Wednesday 22 May 2013, 5.30 - 7.30pm
Monash University Museum of Art
FREE /// bookings required
The Monash Labor Club and student struggles of the 1960s and '70s
Disobedience will focus on the origins of student activism at Monash University and the student ‘struggles’ of The Monash Labor Club in the 1960s and ‘70s; their unique understanding of Marxism and the application of their praxis to contemporary forms of occupation, Situationism, information technology and knowledge production.
The discussion, which will bring together former Monash students and key members of the Monash Labor Club, will explore the origins and rise of student activism at Monash University, taking into account the role of significant radicalising events that occurred throughout the world, within Melbourne and at Monash during 1965-67.

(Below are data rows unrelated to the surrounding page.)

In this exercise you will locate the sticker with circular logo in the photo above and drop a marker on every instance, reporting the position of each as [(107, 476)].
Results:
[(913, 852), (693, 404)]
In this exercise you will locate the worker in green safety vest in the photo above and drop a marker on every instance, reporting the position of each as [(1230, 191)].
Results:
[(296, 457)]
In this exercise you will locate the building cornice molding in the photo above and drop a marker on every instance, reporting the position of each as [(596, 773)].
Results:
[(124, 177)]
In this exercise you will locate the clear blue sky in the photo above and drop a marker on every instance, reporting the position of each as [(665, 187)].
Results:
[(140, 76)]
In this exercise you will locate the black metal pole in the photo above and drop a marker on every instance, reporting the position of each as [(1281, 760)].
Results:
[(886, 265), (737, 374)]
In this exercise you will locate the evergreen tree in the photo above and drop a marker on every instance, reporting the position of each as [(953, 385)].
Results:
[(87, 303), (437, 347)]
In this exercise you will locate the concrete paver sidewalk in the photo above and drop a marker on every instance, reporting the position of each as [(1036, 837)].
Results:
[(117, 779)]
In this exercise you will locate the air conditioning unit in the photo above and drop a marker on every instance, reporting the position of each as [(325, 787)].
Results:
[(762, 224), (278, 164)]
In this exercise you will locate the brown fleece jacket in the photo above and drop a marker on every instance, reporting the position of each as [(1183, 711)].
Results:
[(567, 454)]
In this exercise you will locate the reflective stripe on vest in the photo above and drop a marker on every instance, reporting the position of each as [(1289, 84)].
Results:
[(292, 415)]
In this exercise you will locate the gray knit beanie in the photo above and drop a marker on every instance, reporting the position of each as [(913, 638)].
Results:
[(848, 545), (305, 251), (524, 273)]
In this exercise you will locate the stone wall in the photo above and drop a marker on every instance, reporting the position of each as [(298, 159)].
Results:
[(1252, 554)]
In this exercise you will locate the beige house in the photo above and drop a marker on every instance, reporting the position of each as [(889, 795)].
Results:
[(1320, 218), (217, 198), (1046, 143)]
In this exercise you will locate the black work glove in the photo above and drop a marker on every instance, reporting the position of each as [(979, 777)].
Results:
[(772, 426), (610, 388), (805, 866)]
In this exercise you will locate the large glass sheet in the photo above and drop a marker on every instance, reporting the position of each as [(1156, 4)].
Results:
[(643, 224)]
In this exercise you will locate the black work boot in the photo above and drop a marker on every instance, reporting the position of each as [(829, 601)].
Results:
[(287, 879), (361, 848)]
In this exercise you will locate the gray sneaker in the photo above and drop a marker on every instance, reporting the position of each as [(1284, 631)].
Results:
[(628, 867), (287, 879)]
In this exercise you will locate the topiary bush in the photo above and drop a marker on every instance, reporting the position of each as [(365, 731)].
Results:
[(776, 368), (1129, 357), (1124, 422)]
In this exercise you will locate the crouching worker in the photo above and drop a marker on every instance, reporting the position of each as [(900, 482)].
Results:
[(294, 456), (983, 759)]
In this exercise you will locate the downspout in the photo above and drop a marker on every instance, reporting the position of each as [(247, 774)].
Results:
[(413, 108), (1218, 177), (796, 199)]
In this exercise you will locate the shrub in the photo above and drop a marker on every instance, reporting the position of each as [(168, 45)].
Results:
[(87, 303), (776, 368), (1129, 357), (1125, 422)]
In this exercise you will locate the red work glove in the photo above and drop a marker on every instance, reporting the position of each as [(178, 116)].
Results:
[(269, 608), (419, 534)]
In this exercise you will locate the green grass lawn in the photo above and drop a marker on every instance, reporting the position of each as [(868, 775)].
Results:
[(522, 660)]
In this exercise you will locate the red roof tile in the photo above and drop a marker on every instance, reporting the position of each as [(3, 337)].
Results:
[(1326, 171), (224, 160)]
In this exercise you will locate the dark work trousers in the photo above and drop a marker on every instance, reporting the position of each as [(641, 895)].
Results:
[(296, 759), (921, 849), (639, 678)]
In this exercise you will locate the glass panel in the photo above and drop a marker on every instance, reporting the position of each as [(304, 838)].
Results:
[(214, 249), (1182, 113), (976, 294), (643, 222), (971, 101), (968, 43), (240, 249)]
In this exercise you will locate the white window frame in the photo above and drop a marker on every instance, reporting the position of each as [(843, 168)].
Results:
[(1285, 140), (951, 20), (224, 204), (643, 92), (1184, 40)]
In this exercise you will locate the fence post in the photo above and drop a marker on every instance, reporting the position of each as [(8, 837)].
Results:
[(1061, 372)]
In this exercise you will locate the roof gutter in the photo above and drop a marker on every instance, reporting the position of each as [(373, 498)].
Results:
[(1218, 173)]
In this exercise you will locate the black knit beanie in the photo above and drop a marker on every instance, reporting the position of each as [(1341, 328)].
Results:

Darce Cassidy, Mike Hyde, Jill Jolliffe, Ken Mansell and Dave Nadel.
Dr Kate Murphy, Lecturer in Contemporary History, Monash University
Kate has recently completed (with co-author Professor Graeme Davison) a history of Monash University titled University Unlimited: The Monash Story (Allen and Unwin 2012). Kate's current research focuses on the Australian student movement of the late 1960s and early 1970s.
Disobedience coincides with the inaugural annual sculpture commission in the Ian Potter Sculpture Court, Emily Floyd’s This place will always be open 2012. Floyd’s sculpture explores the role and legacy of the university campus – and museum – as a site of political potential. Drawing its title and conceptual framework from the experimental student struggles at Monash University during the 1960s and ’70s, and incorporating a series of activities, events, debates, workshops and publications, Floyd’s work serves as a space for social encounter – re-invoking a utopian spirit that is open, inclusive, free, provisional and generative.